Modern Keynesian coordination failure models (not so popular today) and New Keynesian models (very popular) are in fact regular economics - most of the time. Everything is explicit, you can see how it works, and you can quantify things, such as the effects of government policies. Then, we can go about evaluating these models. Why is this assumption there and not another one? Is this parameter measured correctly? How well do these models fit the data?
Much blogosphere Keynesian economics is not regular economics, though. What is driving much of this are the misleading notions that come from some undergraduate textbook macro - the free lunches that Barro is complaining about. Arguments are typically couched in terms of "deficient aggregate demand," by which an irregular Keynesian means "output is below trend." Not all of the blogosphere is like this though. Paul Krugman, who often engages in irregular Keynesian economics, can on occasion be regular, in which case you can actually take it apart and see how it works.
Now, since Barro is regular, you can also take his arguments apart and see what makes them tick. For example, Barro states the following:
Ironically, the administration created one informative data point by dramatically raising unemployment insurance eligibility to 99 weeks in 2009—a much bigger expansion than in previous recessions. Interestingly, the fraction of the unemployed who are long term (more than 26 weeks) has jumped since 2009—to over 44% today, whereas the previous peak had been only 26% during the 1982-83 recession. This pattern suggests that the dramatically longer unemployment-insurance eligibility period adversely affected the labor market. All we need now to get reliable estimates are a hundred more of these experiments.We know that unemployment insurance (UI) has incentive effects. Any serious model of unemployment will deliver the result that an increase in UI benefits - working through a reduction in search effort by the unemployed, or a tendency of the unemployed to become more picky about the jobs they will accept - will imply a higher unemployment rate and longer average duration of unemployment spells. The key question is how large the effect is. We might also be interested in how the size of benefits matters relative to the duration of benefits, for example.

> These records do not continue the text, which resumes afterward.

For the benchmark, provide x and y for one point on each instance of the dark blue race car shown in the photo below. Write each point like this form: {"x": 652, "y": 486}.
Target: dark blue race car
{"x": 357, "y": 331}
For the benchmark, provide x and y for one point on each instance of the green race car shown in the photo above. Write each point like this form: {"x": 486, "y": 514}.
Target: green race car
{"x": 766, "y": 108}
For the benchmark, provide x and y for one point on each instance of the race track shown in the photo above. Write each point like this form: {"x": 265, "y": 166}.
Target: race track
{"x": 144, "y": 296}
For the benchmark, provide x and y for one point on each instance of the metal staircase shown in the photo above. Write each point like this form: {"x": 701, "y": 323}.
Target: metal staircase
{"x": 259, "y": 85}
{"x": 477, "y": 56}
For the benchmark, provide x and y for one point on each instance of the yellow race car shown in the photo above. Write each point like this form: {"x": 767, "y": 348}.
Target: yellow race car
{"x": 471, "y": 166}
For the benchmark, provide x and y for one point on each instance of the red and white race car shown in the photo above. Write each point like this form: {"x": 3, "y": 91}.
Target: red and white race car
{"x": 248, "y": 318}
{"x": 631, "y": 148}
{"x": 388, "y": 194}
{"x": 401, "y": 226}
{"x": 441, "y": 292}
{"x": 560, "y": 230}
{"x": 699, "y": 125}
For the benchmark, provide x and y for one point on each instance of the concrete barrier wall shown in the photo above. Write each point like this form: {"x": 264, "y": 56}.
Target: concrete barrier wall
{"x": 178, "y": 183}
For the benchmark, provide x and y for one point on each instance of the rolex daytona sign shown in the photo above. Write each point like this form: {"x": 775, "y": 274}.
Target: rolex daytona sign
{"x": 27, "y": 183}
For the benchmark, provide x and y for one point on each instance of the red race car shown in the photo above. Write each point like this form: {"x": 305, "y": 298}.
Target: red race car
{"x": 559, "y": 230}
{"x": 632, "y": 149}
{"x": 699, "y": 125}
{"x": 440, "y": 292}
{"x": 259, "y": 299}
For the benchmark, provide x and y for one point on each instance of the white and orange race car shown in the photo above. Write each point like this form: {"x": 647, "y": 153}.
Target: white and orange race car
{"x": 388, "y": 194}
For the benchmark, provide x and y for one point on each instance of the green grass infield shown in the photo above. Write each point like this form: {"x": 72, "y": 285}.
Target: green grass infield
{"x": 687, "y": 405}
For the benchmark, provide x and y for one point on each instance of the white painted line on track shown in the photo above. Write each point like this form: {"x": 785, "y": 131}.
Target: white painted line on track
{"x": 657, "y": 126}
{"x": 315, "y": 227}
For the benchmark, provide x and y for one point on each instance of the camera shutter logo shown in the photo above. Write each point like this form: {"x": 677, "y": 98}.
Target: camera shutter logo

Barro is too careful to stick his neck out, but he certainly seems to be indicating that he thinks the effect could help in a significant way in explaining what we are observing in the data - i.e. he thinks the effect is large. He also indicates that we should have to see more data to sort this out, but I don't think that is true. We actually have a lot of cross-country data for countries with very different UI systems, for example, and some previous experience with the extension of benefits in the US. Indeed, I would be surprised if there were not many published papers that address the question directly. Anyone know?